DeFoe’s lawsuit is the latest in a string of cases across the South since the 1990s challenging dress codes that banned Confederate flag apparel: a prom gown in Kentucky, purses in Texas, T-shirts in Kentucky, South Carolina and Georgia.
The all-white jury in DeFoe’s case deliberated two hours and will resume work Thursday.
It is unusual for such cases to go to a jury trial at all. Most were settled with a payment to the plaintiffs, said DeFoe attorney Kirk Lyons, who has been involved in many of the cases as chief trial lawyer for the North Carolina-based Southern Legal Resource Center. Others were thrown out by judges.
DeFoe’s lawyer claims the issue is whether the school system can ban the Confederate flag, a symbol of racism to some that has been widely associated with the Ku Klux Klan, if it causes no substantial disruption.
All sides agree DeFoe’s clothing failed to draw much notice at Anderson High School, where one of 1,160 students is black, or at the vocational school, where all 200 students are white.
But racial tension had been a problem before at Anderson High, where the arrival of two black students a few years ago was met with racist graffiti and a Confederate flag-raising.

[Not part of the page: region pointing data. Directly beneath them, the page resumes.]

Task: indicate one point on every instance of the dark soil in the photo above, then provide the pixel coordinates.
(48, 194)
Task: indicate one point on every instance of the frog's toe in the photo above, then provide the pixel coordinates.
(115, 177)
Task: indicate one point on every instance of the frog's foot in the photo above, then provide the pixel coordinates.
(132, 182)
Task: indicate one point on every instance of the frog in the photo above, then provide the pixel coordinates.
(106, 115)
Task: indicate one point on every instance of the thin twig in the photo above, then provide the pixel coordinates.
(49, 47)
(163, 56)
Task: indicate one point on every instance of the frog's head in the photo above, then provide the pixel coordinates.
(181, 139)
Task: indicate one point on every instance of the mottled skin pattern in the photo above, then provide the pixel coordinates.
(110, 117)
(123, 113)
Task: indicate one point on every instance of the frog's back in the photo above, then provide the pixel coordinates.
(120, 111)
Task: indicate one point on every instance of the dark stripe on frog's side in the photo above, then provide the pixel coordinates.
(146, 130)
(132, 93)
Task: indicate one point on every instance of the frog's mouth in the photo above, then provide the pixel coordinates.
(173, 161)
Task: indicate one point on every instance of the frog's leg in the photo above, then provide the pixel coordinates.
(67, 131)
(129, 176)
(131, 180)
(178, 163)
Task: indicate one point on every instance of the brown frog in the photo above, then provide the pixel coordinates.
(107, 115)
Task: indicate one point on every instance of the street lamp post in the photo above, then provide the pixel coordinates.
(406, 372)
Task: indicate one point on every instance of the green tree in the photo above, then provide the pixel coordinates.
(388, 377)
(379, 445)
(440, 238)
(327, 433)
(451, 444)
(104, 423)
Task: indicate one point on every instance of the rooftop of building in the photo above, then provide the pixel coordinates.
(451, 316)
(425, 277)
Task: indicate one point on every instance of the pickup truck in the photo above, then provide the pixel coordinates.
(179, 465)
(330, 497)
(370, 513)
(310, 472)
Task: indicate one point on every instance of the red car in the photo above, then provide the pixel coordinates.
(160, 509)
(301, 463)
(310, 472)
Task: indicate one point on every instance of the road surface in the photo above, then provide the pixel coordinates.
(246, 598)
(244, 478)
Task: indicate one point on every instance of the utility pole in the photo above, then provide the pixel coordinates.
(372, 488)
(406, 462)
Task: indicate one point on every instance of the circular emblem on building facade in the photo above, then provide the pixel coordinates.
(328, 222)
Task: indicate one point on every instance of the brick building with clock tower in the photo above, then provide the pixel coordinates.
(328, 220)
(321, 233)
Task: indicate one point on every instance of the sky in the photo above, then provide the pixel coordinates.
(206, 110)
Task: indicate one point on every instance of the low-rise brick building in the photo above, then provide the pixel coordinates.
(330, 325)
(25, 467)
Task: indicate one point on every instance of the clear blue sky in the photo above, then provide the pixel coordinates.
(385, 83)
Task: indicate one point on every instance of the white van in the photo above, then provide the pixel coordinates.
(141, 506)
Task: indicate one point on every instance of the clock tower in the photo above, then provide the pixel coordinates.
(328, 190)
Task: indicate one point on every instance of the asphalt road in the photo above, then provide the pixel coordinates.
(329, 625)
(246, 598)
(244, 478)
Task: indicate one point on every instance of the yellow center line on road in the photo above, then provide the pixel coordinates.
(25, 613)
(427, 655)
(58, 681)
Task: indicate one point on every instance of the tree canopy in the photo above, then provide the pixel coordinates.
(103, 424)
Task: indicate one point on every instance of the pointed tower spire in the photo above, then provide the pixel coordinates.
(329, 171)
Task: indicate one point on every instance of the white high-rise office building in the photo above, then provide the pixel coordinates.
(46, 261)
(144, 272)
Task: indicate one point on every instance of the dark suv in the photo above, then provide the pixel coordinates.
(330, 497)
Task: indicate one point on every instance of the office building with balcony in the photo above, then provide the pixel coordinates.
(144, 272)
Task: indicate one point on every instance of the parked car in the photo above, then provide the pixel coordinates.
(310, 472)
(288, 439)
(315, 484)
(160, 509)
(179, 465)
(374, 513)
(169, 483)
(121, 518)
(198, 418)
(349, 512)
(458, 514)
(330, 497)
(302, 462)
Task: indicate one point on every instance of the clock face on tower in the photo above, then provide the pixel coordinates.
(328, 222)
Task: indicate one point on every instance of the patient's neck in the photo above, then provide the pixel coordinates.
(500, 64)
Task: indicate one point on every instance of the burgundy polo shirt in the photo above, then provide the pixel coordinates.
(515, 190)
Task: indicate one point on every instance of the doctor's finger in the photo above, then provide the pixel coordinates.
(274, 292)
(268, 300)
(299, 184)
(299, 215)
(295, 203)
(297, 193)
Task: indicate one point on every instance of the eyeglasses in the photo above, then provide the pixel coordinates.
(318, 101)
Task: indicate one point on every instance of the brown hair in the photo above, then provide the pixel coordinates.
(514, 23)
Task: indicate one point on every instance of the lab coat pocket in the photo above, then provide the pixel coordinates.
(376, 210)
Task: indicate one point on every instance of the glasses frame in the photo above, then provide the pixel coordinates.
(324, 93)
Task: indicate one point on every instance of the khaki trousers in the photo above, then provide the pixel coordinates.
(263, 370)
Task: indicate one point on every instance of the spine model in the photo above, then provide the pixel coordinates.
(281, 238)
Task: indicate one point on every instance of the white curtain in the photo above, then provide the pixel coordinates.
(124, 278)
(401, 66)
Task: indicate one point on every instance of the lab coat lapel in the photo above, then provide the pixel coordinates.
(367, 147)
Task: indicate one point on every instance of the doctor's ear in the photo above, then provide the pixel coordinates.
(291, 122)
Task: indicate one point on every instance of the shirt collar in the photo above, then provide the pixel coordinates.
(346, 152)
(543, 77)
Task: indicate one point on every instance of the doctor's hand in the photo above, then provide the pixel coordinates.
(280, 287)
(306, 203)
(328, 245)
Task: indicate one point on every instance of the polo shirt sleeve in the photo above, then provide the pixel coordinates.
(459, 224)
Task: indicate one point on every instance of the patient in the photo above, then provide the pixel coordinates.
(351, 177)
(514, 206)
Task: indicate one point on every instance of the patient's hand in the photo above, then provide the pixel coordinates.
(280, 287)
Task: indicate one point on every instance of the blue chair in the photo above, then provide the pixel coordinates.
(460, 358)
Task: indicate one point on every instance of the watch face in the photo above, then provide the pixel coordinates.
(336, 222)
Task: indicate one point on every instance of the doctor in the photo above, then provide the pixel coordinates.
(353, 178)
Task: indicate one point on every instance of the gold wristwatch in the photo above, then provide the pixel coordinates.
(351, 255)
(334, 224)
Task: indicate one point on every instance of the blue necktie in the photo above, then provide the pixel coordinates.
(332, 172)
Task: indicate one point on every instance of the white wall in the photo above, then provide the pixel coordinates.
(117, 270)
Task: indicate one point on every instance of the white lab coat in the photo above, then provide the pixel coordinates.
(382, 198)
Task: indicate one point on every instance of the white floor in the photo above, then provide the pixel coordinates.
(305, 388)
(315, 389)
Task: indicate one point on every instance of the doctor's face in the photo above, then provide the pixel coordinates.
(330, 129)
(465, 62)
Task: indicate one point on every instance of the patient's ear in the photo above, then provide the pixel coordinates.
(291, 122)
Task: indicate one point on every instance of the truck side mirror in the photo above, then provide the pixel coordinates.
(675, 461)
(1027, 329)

School officials also worried about the impact at the more racially mixed Clinton High School six miles away, where about 100 of 1,200 students are black. Clinton High was the first public school desegregated by court order in the Old South in 1956 and was rocked by three massive explosions that temporarily closed the school in 1958.
“If he had worn at Clinton High what he wore at Anderson High it would have been a riot, somebody would have clobbered him,” said county school board chairman John Burrell, one of the officials sued by DeFoe.

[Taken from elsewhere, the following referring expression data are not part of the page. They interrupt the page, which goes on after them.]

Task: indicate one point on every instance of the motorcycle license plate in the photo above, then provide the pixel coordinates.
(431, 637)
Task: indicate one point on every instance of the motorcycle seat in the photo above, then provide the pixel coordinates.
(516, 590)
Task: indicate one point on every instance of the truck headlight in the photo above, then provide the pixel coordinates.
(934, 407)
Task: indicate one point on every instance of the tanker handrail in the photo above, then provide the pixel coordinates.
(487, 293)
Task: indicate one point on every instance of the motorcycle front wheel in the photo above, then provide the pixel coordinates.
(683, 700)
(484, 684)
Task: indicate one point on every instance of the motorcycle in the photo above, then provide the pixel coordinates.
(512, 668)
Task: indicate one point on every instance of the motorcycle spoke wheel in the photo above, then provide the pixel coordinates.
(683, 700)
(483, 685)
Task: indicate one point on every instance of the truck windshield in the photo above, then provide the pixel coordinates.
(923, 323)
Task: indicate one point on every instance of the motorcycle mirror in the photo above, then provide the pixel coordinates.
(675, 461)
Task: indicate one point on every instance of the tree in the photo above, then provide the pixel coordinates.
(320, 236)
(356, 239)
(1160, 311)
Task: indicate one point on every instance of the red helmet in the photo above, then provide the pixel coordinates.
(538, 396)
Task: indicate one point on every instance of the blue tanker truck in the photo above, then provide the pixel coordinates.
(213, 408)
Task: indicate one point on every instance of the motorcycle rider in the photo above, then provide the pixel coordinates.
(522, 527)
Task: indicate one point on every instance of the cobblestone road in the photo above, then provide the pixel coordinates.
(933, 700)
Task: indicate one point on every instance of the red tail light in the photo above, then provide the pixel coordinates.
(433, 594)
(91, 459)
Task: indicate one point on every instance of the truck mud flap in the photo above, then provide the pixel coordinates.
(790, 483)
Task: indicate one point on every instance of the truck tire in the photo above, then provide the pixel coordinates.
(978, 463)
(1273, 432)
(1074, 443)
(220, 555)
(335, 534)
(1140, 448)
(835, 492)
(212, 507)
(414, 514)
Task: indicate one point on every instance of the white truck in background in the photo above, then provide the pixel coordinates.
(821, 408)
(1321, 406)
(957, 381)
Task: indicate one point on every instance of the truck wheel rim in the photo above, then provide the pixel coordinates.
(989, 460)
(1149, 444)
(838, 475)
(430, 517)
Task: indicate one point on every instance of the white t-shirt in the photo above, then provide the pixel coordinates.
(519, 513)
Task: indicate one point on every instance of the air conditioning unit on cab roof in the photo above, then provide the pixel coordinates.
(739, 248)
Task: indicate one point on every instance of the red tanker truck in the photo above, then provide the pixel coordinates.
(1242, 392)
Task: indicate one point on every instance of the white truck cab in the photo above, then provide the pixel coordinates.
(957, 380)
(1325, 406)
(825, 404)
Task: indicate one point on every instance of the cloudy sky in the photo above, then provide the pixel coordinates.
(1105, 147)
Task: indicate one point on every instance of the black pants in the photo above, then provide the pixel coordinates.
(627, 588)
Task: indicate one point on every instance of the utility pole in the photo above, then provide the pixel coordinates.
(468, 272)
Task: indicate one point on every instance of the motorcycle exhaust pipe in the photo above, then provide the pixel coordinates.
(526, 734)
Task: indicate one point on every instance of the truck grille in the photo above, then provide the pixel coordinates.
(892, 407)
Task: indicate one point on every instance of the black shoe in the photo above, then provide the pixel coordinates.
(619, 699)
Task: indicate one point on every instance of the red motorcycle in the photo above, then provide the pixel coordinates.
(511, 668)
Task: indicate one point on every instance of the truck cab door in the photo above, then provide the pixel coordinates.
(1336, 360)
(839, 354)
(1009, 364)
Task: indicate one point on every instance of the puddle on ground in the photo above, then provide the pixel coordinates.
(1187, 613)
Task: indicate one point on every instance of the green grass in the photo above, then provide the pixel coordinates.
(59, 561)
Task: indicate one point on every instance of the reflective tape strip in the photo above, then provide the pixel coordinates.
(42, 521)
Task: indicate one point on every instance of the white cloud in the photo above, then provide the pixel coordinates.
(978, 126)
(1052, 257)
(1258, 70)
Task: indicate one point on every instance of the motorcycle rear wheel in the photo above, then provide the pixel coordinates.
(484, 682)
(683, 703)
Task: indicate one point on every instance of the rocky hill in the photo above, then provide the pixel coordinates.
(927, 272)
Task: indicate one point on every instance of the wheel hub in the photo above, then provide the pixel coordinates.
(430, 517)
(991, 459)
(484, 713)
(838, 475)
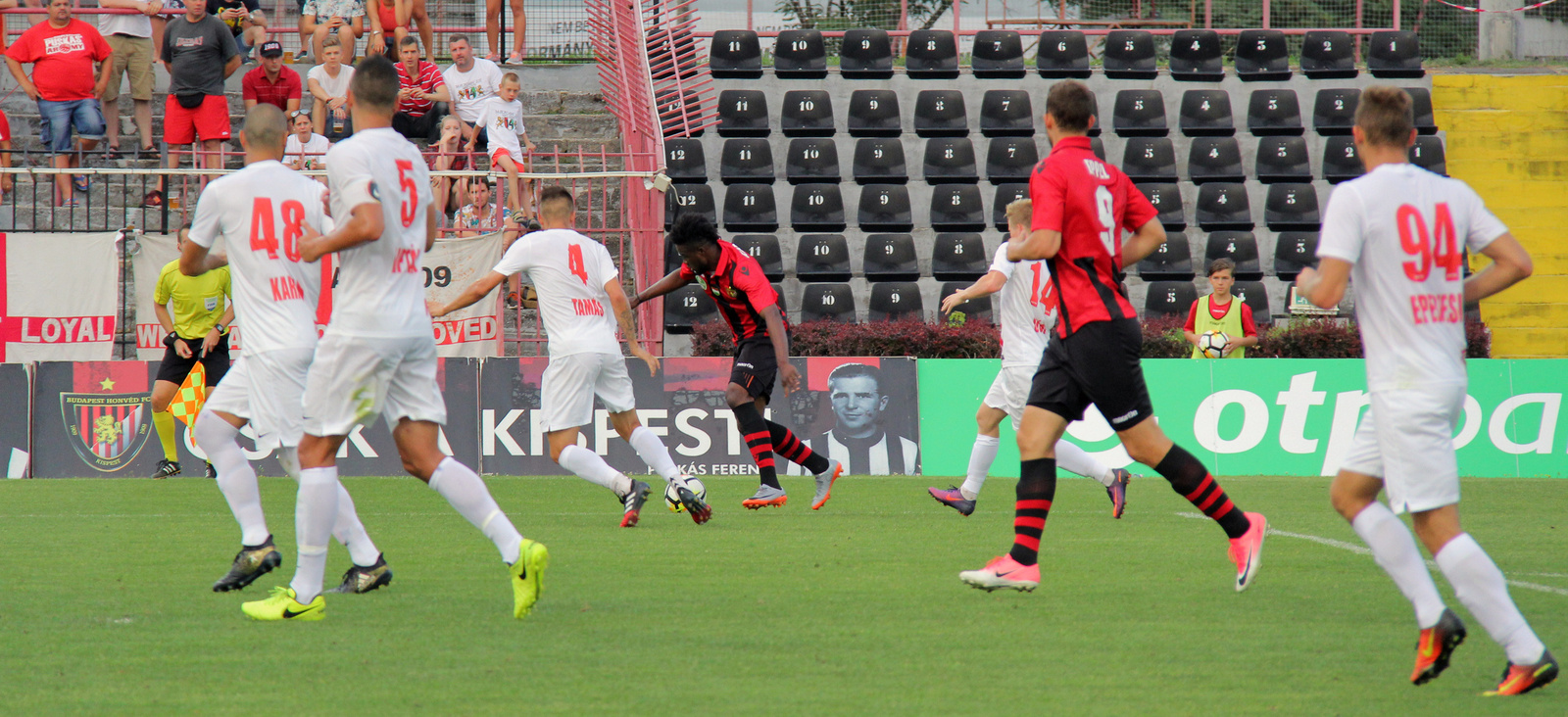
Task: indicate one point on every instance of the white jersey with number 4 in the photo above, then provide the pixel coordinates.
(1405, 230)
(569, 272)
(259, 214)
(380, 284)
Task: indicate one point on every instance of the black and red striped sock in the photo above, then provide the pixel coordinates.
(1196, 484)
(788, 445)
(1037, 487)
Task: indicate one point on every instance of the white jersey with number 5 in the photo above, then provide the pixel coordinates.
(381, 285)
(259, 212)
(1405, 230)
(569, 272)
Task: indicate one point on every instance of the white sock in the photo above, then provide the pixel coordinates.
(316, 510)
(590, 467)
(466, 492)
(1395, 550)
(655, 453)
(1481, 586)
(980, 459)
(235, 476)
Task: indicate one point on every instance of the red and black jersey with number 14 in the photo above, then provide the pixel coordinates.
(739, 288)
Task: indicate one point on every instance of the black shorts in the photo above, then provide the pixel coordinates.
(1095, 365)
(174, 368)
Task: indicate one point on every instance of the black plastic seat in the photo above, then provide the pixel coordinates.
(742, 113)
(1206, 113)
(736, 55)
(800, 55)
(1262, 55)
(817, 209)
(1274, 113)
(878, 160)
(1395, 54)
(1139, 113)
(956, 209)
(885, 209)
(874, 113)
(1007, 113)
(745, 160)
(822, 257)
(998, 55)
(1223, 206)
(1129, 55)
(1062, 55)
(1329, 55)
(890, 257)
(941, 113)
(1197, 55)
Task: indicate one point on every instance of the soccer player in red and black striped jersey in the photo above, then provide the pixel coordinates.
(1082, 207)
(752, 309)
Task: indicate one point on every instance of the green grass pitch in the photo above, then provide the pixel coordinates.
(855, 609)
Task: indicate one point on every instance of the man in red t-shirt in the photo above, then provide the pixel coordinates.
(1082, 209)
(65, 86)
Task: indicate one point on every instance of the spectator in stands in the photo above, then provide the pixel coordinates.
(422, 94)
(62, 52)
(329, 93)
(129, 39)
(271, 81)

Burrell said DeFoe clearly was “challenging the system. He knew the dress code. His father knew the dress code. He signed the dress code. He was challenging it.”
Until 2001, the dress code for all Anderson County schools specifically banned the Confederate flag. Then the policy was rewritten to more general language “because we were afraid we would leave something out,” Burrell said. Still, he said it was understood Confederate flag apparel wasn’t allowed.
DeFoe’s lawsuit questions why other symbols aren’t banned, including the Mexican flag, the Canadian flag, political campaign buttons and images of Martin Luther King Jr.
He said other students wore Confederate flag clothing without consequence.
“I felt like I was the one who stood up for” what he believed in, he said.